The rescue plan requires local governments to purchase unsold houses and then sell or rent them at prices below market value. This will only delay the inevitable clearing of the double problems of debt and overcapacity in the real estate industry. Furthermore, the CCP’s administrative intervention exacerbates the issue, worsening the already growing debt crisis.
Following the launch of the plan, it was immediately hailed as a huge success, citing the rise in the Chinese stock market after its announcement. However, it is important to remember that short-term fluctuations in the stock market are mainly based on investor sentiment rather than changes in economic fundamentals.
Over the past three years, due to overall economic decline and concerns about increasing debt and overcapacity in the real estate industry, the Chinese stock market has lost up to $6 trillion in value. This means that even with a significant stock market rally, it cannot return to previous levels. The temporary stock market rise does not prove that Beijing’s real estate market rescue plan is a good idea or that it can save the struggling real estate industry.

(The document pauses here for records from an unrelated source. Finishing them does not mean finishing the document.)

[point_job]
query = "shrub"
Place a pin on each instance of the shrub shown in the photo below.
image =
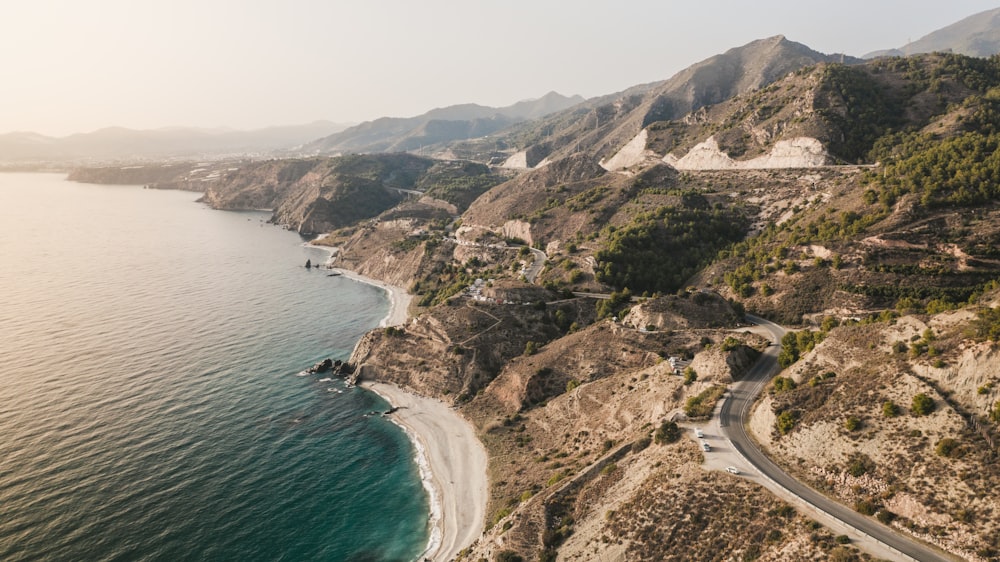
(786, 421)
(530, 348)
(701, 406)
(947, 447)
(641, 444)
(865, 507)
(508, 556)
(783, 384)
(885, 516)
(668, 432)
(890, 409)
(922, 405)
(860, 463)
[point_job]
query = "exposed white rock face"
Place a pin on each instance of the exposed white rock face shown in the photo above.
(631, 154)
(517, 161)
(801, 152)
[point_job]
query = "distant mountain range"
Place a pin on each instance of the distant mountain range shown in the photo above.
(116, 143)
(976, 36)
(457, 122)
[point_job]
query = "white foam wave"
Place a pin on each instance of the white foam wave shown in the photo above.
(427, 479)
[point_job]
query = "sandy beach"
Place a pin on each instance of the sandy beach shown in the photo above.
(457, 463)
(448, 444)
(399, 299)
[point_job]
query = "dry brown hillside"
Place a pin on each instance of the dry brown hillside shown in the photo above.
(849, 426)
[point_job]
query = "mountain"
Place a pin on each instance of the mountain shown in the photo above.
(394, 134)
(117, 143)
(601, 126)
(976, 36)
(859, 204)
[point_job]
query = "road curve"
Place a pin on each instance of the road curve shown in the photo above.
(536, 266)
(734, 415)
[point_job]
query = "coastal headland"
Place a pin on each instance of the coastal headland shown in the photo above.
(446, 444)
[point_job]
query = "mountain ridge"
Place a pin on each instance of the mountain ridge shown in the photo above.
(977, 35)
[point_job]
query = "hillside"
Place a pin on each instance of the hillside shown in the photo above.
(882, 250)
(395, 134)
(976, 36)
(116, 144)
(601, 126)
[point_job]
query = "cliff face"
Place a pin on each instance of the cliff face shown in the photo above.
(186, 176)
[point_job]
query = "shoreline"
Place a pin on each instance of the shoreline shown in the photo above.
(399, 298)
(449, 455)
(457, 464)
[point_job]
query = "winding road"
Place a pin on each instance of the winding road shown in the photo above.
(733, 417)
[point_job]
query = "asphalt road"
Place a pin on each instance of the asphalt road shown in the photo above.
(536, 267)
(734, 415)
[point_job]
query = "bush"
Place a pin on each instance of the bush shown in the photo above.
(947, 447)
(885, 516)
(508, 556)
(922, 405)
(701, 406)
(668, 432)
(786, 421)
(641, 444)
(530, 348)
(783, 384)
(865, 507)
(890, 409)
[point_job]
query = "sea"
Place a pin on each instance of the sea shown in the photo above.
(153, 400)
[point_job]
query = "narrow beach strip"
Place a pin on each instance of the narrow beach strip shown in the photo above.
(445, 441)
(457, 463)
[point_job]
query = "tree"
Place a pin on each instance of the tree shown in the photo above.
(922, 405)
(890, 409)
(530, 348)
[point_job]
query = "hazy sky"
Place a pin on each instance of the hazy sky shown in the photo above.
(78, 65)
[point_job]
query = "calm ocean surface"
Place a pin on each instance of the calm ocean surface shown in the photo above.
(150, 403)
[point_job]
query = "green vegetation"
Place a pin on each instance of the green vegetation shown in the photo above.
(459, 183)
(619, 301)
(947, 447)
(987, 324)
(785, 422)
(794, 344)
(922, 405)
(701, 406)
(668, 432)
(530, 348)
(890, 409)
(783, 384)
(659, 251)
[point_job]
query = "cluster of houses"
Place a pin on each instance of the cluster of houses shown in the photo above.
(475, 292)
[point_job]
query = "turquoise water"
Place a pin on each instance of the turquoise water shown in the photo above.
(150, 403)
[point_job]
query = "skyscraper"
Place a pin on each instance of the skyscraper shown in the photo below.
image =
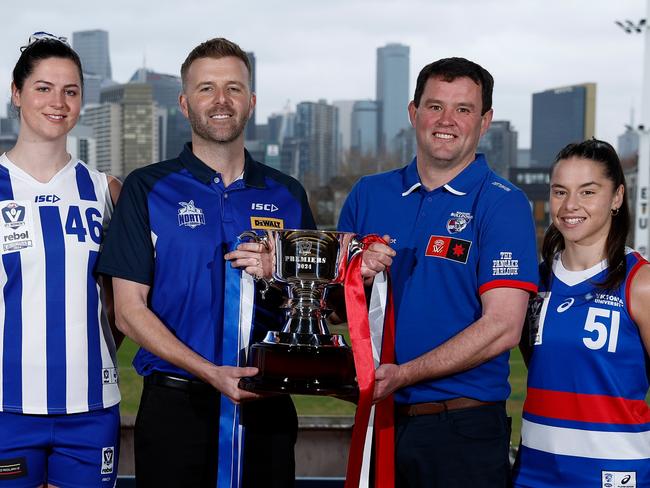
(392, 93)
(345, 108)
(251, 125)
(92, 47)
(125, 124)
(499, 144)
(317, 132)
(560, 116)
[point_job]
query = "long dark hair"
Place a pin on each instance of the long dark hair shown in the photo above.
(604, 154)
(39, 50)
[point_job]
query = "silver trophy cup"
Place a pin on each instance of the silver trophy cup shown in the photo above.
(304, 357)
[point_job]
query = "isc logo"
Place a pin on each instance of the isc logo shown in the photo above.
(268, 207)
(46, 198)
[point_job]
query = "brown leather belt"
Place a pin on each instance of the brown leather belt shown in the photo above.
(432, 408)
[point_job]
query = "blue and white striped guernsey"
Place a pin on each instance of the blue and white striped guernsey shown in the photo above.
(57, 353)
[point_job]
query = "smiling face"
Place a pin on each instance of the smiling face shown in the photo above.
(448, 122)
(49, 101)
(217, 99)
(582, 199)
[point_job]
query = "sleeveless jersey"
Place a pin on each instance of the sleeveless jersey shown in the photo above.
(57, 353)
(585, 422)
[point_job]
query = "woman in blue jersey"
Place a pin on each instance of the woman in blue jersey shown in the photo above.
(586, 422)
(59, 417)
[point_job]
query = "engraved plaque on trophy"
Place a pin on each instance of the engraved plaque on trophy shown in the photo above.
(304, 357)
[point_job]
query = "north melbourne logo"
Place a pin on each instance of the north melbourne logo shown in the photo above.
(458, 222)
(190, 215)
(268, 207)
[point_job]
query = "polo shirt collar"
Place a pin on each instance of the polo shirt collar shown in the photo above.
(460, 185)
(253, 174)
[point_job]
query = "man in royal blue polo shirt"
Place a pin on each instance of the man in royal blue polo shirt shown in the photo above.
(167, 251)
(463, 266)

The rescue plan essentially reallocates tax revenue to private developers. This will save these companies from bankruptcy, allowing them to continue operating. However, their business is to build more properties, perpetuating the long-term problem.
The real estate industry is already oversupplied, while young people cannot afford homes. Additionally, China is facing an aging crisis, partly because young people cannot afford to buy homes and start families. In a free market economy, it is impossible to have both an oversupply of commercial housing and an oversupply of potential buyers. Prices need to decrease to meet demand for the market to reach balance.
Western countries, including the United States, are typical examples of how the real estate industry operates in a free market. Many young people complain about high housing prices and being unable to afford homes. Although this is true, the situation in the US and Western countries is different from China because the housing market is not oversupplied. While prices may be high, there is no shortage of potential buyers. If fewer people are willing to pay for homes, prices naturally decrease. However, under the CCP’s rule, administrative intervention prevents housing prices from falling to meet market demand.
In summary, there are several reasons why Beijing maintains high housing prices. First, developers are among the most heavily indebted entities globally, comprising a significant proportion of bank loan portfolios. Allowing real estate prices to freely drop would expose these bad loans, leading to developer defaults. A series of defaults by China’s largest developers could trigger a banking crisis.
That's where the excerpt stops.